For me, that's quite interesting.  So, trying to at least help contribute to that in some small way was probably another driver there as well.

David Green: There's a great definition in the book about what talent intelligence is, and for the benefit of our listeners, who you pretty much span across HR, they might have an idea, some of them probably work in talent intelligence and have a very good idea what it is, but there will be lots that have maybe heard of talent intelligence, maybe not quite sure what it is; what's your definition of talent intelligence?

Toby Culshaw: Yeah, I've got to get a better one; the one in the book's too long, if I'm going to be honest!  As soon as I wrote it I thought, "It's out of date already".  But the one we use in the book, and it's essentially an amalgamation of a few different TI definitions, because we were seeing different definitions from the vendor space, from the practitioner space, from thought leadership, so we tried to bring them together; but it's essentially the augmentation of that internal and external people data, applying some kind of technology science, insights, intel, whatever it may be, and then you're looking at the people skills, jobs, functions, competitors, geographies.

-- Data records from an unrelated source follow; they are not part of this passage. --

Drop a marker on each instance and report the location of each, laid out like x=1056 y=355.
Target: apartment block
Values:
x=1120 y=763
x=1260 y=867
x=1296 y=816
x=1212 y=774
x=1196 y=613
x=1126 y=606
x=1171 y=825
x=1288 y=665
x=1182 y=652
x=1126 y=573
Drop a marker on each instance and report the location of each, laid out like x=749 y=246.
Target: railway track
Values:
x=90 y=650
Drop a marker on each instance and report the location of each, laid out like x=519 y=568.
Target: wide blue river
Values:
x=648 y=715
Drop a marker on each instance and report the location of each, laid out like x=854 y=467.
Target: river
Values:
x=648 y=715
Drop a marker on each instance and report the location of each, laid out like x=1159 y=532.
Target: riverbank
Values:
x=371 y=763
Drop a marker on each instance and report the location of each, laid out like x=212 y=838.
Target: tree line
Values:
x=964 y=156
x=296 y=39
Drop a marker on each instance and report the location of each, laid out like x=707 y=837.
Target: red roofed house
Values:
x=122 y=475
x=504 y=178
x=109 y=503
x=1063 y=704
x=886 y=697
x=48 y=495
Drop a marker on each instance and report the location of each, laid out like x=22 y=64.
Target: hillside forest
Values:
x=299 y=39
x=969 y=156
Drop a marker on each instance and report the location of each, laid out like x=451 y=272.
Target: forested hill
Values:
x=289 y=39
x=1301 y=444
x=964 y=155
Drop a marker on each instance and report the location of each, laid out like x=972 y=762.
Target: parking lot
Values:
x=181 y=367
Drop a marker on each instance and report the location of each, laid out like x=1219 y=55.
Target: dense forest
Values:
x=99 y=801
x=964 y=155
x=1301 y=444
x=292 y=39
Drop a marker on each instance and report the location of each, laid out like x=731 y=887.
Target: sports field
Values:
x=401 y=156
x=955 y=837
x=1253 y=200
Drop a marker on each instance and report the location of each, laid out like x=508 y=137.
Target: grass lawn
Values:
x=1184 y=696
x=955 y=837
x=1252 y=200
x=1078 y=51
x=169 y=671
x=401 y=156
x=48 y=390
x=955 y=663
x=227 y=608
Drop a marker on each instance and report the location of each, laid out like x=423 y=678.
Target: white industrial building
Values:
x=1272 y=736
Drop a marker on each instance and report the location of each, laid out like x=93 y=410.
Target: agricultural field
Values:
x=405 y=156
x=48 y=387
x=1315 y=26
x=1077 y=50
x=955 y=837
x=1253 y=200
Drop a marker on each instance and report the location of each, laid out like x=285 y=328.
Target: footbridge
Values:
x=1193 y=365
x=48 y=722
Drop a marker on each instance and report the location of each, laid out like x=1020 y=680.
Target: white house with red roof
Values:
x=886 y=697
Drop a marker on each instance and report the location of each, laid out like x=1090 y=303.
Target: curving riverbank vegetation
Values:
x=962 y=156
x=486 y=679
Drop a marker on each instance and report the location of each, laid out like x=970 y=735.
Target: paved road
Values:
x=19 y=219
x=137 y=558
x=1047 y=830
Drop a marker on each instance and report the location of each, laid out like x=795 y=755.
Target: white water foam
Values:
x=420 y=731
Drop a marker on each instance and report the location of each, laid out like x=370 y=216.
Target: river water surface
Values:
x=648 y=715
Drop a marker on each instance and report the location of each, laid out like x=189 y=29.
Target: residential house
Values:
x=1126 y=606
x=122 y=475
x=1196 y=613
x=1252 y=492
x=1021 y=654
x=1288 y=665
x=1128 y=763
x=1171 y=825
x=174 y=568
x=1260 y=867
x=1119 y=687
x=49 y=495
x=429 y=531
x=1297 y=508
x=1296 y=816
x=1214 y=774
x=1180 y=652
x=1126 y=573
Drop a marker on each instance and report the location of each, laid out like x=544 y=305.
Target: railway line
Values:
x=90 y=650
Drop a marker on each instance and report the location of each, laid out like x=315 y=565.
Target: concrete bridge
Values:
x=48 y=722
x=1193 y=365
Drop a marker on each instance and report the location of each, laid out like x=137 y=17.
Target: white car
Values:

The key thing for me personally is, it's around de-risking and driving those strategic business decisions.  So, for me it's all around the broad human capital labour market and data to say, "What are we trying to achieve; and, where are we trying to go with this?" and we can dive into that versus, say, sourcing intelligence and variances there, etc.  But yeah, for me it's all around using people data, in whatever guise that is, merge external people data, merging it with the internal and then looking to drive business decisions.

David Green: You mention, Toby, that talent intelligence is an emerging function, obviously one that's gaining more traction and demand in the people space.  Again, reference the book, there's a great line graph in the first chapter that shows the growth over the last 20 years, but also that significant amount of growth over the last 18 months, 2 years.

For our listeners who may not have a TI function in their organisation yet, you've talked about definition and I think you've given a clue there, can you tell us a little bit of why talent intelligence is so important and maybe why it's so important now and likely to be in the coming years?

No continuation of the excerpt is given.